In terms of the subject matter and themology of Kristopher Smith's artwork, Dale figures most heavily, appearing in nearly all of Smith's images. Foxglove is also largely present, and a pro D+F theme runs through these images, which feels decidedly appropriate to the general style - the frequent use colored pencil to create a gentle feel to the coloring and shading work, in my opinion, particularly suits this body of work to portrayals of interaction between these two characters.

Resulting from this, the overall tone of the art that Smith produces definately accentuates and shows off Dale and Foxglove's lightheartedness. In this particular case, I'd say that the right subjects simply seem to have found the right artist, and the results speak for themselves. Even in a few drawings which use dark backgrounds or heavy concealing shadow, the mood they evoke is more a feeling of playful mystique rather than any sense of sinisterness.

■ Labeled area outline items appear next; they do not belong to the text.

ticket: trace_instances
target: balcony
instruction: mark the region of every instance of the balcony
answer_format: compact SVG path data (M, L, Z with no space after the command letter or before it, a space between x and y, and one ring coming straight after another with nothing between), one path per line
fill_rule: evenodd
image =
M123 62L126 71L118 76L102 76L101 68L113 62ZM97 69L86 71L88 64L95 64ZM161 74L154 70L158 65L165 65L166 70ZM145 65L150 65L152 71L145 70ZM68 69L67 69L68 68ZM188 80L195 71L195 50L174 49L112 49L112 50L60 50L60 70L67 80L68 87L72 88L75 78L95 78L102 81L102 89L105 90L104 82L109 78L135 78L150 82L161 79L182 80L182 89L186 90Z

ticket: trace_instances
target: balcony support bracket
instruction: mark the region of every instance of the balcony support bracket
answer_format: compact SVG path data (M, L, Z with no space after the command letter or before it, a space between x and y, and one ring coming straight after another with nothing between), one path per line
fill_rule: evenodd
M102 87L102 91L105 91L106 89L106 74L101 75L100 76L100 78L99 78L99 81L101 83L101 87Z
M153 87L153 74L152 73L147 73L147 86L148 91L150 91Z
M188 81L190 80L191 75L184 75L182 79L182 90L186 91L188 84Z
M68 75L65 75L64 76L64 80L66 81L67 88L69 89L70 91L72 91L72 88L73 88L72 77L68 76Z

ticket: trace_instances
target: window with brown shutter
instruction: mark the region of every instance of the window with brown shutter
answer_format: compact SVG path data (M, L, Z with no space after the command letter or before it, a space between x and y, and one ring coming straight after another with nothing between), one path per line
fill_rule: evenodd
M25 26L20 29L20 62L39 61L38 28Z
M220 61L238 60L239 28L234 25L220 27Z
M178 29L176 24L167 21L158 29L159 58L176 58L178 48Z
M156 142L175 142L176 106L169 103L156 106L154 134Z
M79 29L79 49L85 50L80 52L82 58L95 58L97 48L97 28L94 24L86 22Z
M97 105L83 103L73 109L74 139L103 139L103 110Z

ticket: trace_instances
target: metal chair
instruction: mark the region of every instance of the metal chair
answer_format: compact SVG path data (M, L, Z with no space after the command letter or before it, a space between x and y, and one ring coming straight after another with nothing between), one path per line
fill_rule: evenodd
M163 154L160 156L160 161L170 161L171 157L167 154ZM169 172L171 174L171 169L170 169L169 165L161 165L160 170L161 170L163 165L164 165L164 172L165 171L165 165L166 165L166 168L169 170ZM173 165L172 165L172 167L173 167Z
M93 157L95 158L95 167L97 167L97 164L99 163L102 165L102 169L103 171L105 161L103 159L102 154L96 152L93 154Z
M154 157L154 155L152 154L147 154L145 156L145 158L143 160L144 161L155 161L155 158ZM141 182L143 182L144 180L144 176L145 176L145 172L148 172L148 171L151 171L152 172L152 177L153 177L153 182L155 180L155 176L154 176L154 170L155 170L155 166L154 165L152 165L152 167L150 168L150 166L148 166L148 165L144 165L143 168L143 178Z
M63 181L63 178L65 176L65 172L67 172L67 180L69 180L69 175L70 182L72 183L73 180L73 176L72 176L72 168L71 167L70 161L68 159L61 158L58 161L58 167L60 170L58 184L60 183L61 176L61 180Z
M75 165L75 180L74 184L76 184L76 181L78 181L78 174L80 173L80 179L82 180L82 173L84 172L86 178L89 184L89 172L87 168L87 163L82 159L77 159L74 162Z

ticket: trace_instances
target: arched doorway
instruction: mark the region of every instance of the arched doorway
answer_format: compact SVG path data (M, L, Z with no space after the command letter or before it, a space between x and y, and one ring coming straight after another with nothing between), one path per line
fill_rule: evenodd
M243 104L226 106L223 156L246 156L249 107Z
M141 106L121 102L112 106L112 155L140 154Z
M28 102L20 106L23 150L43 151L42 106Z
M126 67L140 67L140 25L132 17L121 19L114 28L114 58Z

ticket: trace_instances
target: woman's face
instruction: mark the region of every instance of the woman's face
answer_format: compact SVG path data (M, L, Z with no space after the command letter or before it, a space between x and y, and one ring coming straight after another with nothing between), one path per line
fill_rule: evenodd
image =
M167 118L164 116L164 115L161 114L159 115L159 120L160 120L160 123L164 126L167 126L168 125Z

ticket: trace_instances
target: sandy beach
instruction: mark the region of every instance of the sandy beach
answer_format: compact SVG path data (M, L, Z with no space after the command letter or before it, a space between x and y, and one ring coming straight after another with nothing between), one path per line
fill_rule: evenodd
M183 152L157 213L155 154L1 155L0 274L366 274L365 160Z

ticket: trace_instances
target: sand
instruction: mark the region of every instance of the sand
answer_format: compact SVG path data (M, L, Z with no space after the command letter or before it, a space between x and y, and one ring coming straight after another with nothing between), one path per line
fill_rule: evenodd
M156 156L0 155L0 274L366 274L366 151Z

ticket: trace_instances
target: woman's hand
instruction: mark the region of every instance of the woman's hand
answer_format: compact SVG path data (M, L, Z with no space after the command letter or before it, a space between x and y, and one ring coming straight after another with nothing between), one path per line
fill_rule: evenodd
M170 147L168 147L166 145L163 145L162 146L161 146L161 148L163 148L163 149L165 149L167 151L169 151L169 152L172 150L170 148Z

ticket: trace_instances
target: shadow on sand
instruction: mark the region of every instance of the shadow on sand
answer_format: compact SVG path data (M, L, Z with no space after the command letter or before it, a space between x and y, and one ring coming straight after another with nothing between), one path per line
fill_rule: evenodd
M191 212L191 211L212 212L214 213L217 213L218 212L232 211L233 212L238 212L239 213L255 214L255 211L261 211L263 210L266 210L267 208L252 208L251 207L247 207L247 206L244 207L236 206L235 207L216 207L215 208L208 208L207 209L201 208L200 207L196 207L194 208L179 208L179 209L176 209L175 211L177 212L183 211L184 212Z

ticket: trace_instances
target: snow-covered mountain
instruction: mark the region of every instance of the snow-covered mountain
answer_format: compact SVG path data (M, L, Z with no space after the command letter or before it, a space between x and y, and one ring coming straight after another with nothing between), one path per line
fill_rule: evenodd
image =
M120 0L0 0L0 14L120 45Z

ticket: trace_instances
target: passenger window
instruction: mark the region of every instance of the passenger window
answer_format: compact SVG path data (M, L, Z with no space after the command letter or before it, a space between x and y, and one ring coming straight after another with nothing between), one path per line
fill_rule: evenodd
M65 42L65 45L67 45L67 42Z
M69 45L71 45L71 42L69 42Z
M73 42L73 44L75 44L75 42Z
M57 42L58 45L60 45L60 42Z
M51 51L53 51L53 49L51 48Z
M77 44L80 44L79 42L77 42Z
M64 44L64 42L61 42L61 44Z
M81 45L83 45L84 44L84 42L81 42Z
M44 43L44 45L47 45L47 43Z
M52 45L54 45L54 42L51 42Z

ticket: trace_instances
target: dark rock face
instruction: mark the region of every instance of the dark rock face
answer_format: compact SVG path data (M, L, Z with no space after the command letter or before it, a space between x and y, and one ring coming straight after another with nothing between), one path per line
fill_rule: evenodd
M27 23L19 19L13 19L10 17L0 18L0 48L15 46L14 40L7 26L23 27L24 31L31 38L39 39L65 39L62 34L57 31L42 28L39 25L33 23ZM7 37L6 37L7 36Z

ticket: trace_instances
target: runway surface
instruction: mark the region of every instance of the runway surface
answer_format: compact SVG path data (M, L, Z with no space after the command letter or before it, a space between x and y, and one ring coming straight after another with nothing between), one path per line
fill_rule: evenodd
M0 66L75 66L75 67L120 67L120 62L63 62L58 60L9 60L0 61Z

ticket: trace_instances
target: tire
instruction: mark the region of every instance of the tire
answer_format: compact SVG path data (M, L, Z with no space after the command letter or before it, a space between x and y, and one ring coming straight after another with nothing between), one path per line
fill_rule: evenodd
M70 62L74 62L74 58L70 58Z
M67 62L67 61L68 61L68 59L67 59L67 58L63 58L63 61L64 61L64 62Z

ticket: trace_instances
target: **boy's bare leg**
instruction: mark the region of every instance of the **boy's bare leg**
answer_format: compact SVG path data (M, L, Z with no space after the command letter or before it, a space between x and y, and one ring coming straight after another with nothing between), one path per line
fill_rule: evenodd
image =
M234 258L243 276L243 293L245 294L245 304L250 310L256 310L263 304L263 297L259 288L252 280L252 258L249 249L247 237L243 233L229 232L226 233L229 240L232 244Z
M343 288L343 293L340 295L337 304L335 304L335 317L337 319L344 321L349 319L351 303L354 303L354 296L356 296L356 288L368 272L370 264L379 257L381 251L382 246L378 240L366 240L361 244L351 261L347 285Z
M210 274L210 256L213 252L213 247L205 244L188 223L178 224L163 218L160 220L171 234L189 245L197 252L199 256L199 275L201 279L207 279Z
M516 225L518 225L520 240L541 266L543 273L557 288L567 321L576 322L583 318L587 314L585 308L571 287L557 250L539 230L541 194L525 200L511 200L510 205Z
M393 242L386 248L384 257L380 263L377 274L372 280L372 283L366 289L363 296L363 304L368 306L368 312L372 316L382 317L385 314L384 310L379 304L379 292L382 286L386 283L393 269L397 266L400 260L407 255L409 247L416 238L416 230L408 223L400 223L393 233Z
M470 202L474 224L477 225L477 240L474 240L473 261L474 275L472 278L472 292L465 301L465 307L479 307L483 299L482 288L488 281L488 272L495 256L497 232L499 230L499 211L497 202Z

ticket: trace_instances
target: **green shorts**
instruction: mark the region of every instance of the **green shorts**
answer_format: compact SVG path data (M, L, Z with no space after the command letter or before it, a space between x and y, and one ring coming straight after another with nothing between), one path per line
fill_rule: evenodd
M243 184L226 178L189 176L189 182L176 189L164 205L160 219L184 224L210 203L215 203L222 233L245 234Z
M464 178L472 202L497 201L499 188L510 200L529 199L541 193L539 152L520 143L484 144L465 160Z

The few exceptions to this are a series of three illustrations (to the story "The Day Dale Became Smart") with a more dramatic tone to them.
After reacquainting myself with Kris Smith's work, I found myself travelling back mentally to the early stages of my own writing. His illustrations of "The Day Dale Became Smart" were among the first illustrations done for one of my stories, and I remember the deep appreciation that someone would do such a thing voluntarily. Beyond that, the illustrations truly caught the emotions of the moment, and showed a mastery of form and placement that enhances beyond the medium.

Then I traveled past those illustrations and found the same innate sense of placement mixed with a synergistic feel for balance of light and line. Kris loves to play with light levels, creating a sense of intimacy--particularly in the "night" series of pictures. There's a whispering to them, a hushed quiet that gives one the sense that perhaps we're privy to something we shouldn't be. Yet there's an inviting flavor to it, a magnetic touch that gives one satisfaction in seeing it.

At the other end of the spectrum we have pictures of Dale lazing about, Dale and Foxy swimming or just clowning around. There's not a looseness of form, but there is a looseness of subject matter--we sense that everything's cool, and they're at ease. These pictures are refreshing in a way, emanating the "lazy summer" motif.

Overall, I would say that Kris Smith provides an aura with each picture--the drawing itself may not overly impress, but the indirect emotional whole we come away with certainly does. His pictures show the value of developing the whole scene, and not simply concentrating on form or appeal. Here we have the whole package, and whether we like the message or not (and I do like it) it's there for the taking.
Having never heard of this artist before I was very please with his work. Being a Dale fan I loved the subject matter but I also enjoyed many other aspects of his artwork.

Many of the drawings (with the exception of the Day Dale became Smart of course) make you smile. And others will even make you laugh. Knowing that Dale is going to get hit from Gadget's gun or Dale being so absorbed in his movie that he doesn't notice Foxy moving in are great moments for laughter - for me.

One can tell that Dale and Foxy are his favorites, not only from the subject matter but because they are of a higher quality than the others. In the food fight, Gadget is not as well posed & proportioned as Foxy in all her drawings, and in "Betrayed" the others just look flatter than Dale & Foxy.

It's great that he's not afraid to try out different poses and angles for the characters to be in. Shooting Dale from an up angle while relaxing outside, from the top with the skydiving, with appendages pointing towards the viewer when jumping in the pool, & flying in the air in "Kaboom" are not easy poses yet he took them on & did a good job!

I love to see the progression of the artwork. Although personally I enjoy some of the earlier, pre-shading versions for their simplicity.

Kristopher is a good artist & I really enjoyed his work. He captured Dale and Foxy's personalities really well.